We miss you. Sure, some of us have found ways to make music while we are being extra cautious. Remote streaming hasn’t quite caught up to what we need for rehearsals and live shows from separate locales, but smaller groups and duos are coming together in what feels like musically monogamous commitments. We will only play with one another, so we will be safe. Some folks are posting “social distance jams” where musicians posted 6 feet apart are live streaming jam sessions.
Even through all of this, the fans have been faithful to watch videos and leave tips when they can. As a performer, it means the world to know that you’re still out there listening and supporting. We need this, not only for our wallets, but for our souls. As much as you need music, we need to make and share it.
Despite all of the back and forth partisanship and fights on social media over who’s right and who’s wrong and what the safest options are, there are still a few things I know to be true.
We all still need one another. It’s so important to stay connected. Until we can be face to face again, let’s stay connected online.
Artists still need you. Many of us have been able to continue to earn income with “day jobs” which allow us to work from home. If that’s you, support your local artists as much as you can by sharing their music online, leaving them some tips for their virtual gigs.
The arts still need you. Don’t forget about our own local arts center. The Averitt Center depends on memberships and sponsorships, but the majority of their income is from ticket sales. Even when things begin to go back to normal, the restrictions that will be in place will nearly cut their ticket sales in half. We can all help by becoming members, sponsors, and donors. If you can help, please do because organizations like this one keep the arts alive and help young people hone their skill in ways that schools never could.

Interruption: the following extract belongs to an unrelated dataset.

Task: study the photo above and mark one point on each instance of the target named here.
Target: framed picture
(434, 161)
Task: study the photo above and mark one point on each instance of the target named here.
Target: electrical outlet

We WILL find a way. The human race is nothing if not tenacious. We all need connection, and we thrive in community. We will find a way, soon enough, to be together again and when we do...you can bet it’s gonna be one heck of a party.
Until that time, remember that we — the musicians, actors, performers and artists — miss you, too. We want to hear from you. What songs do you want to hear when you see us at our next gig? How have you been? What do you miss about seeing shows? Take a moment and connect with your favorite band or artists on the web and tell them how much you appreciate them, because we know you miss enjoying live music with your friends and the performers. And we miss you, too.